Meteorite is 'hard drive' from space
Researchers have decoded ancient recordings from fragments of an asteroid dating back billions of years to the start of the Solar System, the BBC reports.
They found tiny "space magnets" in meteorites which retain a memory of the birth and death of the asteroid's core.
Like the data recorded on the surface of a computer hard drive, the magnetic signals written in the space rock reveal how Earth's own metallic core and magnetic field may one day die.
The work appears in Nature journal.
Using a giant X-ray microscope, called a synchrotron, the team was able to read the signals that formed more than four-and-a-half billion years ago, soon after the birth of the Solar System.
The meteorites are pieces of a parent asteroid that originally came from asteroid belt, between Mars and Jupiter.
They represents the left-over fragments of a planet that failed to form. The magnetic recording within it traps a signal of the precise moments when an iron-rich core formed in the asteroid as well as when it froze, killing its magnetic field.
The new picture of metallic core solidification in the asteroid provide clues about the magnetic field and iron-rich core of Earth.

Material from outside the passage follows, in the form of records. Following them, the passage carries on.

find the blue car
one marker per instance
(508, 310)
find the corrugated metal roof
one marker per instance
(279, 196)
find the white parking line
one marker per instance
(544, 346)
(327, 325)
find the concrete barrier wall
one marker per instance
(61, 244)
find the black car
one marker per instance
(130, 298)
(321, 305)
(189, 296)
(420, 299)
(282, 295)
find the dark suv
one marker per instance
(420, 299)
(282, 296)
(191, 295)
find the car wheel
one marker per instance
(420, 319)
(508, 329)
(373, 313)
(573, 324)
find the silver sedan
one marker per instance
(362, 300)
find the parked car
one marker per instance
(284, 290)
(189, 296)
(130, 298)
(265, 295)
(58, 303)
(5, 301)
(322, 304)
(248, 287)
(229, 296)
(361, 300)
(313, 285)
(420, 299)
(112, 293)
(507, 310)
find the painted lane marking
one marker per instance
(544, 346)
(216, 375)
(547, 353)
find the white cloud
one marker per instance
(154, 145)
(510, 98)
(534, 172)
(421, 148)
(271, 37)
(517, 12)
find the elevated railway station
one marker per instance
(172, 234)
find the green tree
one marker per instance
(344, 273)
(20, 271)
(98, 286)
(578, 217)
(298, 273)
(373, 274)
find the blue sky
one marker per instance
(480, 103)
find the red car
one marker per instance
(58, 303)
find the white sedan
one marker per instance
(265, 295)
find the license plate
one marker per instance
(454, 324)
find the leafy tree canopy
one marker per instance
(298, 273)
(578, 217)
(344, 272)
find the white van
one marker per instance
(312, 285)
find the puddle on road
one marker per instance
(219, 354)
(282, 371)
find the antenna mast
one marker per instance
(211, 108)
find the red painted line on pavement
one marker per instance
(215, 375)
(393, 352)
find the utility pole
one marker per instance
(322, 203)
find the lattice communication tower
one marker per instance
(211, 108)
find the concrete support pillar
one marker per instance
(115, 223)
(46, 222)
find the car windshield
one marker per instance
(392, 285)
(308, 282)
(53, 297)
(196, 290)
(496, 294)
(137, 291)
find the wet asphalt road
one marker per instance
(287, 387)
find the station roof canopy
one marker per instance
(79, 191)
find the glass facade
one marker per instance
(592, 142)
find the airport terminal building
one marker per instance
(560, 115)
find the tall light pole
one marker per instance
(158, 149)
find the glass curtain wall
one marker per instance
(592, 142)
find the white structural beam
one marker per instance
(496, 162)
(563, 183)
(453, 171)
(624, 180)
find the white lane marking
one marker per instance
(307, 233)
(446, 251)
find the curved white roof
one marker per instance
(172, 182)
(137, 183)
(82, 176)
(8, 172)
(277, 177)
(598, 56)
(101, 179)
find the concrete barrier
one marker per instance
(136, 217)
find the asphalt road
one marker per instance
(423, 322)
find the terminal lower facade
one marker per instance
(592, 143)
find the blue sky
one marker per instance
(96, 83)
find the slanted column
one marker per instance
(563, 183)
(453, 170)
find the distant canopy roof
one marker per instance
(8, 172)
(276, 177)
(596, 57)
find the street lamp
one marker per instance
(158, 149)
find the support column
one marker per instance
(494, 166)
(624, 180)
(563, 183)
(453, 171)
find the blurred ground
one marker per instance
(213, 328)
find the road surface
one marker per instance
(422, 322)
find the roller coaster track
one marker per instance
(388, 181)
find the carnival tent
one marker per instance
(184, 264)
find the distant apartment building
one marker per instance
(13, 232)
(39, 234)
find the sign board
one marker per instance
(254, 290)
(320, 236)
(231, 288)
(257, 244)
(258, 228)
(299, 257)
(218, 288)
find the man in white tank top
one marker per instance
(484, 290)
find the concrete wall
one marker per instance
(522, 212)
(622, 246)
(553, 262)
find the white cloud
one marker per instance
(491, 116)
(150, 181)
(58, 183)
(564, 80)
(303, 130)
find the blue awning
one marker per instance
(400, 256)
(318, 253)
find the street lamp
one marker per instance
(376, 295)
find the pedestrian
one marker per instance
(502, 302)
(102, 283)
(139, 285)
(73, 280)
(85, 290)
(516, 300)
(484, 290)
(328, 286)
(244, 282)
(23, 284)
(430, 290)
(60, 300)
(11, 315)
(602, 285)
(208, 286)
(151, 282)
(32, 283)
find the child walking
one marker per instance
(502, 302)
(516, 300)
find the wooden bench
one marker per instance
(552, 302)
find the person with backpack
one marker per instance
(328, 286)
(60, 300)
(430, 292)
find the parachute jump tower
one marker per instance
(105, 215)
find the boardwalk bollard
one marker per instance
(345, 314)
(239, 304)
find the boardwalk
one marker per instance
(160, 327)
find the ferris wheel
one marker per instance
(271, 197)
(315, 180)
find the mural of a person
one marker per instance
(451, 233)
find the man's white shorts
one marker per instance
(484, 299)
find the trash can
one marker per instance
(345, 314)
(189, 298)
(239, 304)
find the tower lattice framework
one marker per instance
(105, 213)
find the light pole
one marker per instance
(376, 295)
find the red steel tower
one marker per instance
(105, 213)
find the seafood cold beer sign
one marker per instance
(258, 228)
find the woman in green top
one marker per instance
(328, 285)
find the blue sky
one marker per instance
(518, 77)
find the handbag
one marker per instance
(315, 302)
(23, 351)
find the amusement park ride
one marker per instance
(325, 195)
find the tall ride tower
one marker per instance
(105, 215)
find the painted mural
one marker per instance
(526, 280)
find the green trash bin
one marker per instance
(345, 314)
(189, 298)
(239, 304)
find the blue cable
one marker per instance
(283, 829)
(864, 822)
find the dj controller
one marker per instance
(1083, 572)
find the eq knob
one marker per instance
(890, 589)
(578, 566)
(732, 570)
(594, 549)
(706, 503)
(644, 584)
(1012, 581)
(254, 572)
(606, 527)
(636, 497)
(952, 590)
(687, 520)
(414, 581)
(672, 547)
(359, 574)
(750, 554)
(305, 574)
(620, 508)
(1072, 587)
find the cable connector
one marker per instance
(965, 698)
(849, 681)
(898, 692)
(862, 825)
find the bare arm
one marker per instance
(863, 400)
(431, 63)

"Ideas about how the Earth's core evolved through [our planet's] history are really changing at the moment," lead researcher Dr Richard Harrison, from the University of Cambridge, told BBC News.
"We believe that Earth's magnetic field is linked to core solidification. Earth's solid inner core may have started to form at very interesting time in terms of the evolution of life on Earth.
"By studying an asteroid we get to see this in fast forward. We can see the start of core solidification in the magnetic records as well as its end, and start to think about how these processes work on Earth."
The meteorites studied by the team originally fell to Earth in Argentina, and are composed of gem-quality crystals enclosed in a metallic matrix of iron and nickel.
Tiny particles, smaller than one thousandth the width of a human hair, trapped within the metal have retained the magnetic signature of the parent asteroid from its birth in the early Solar System.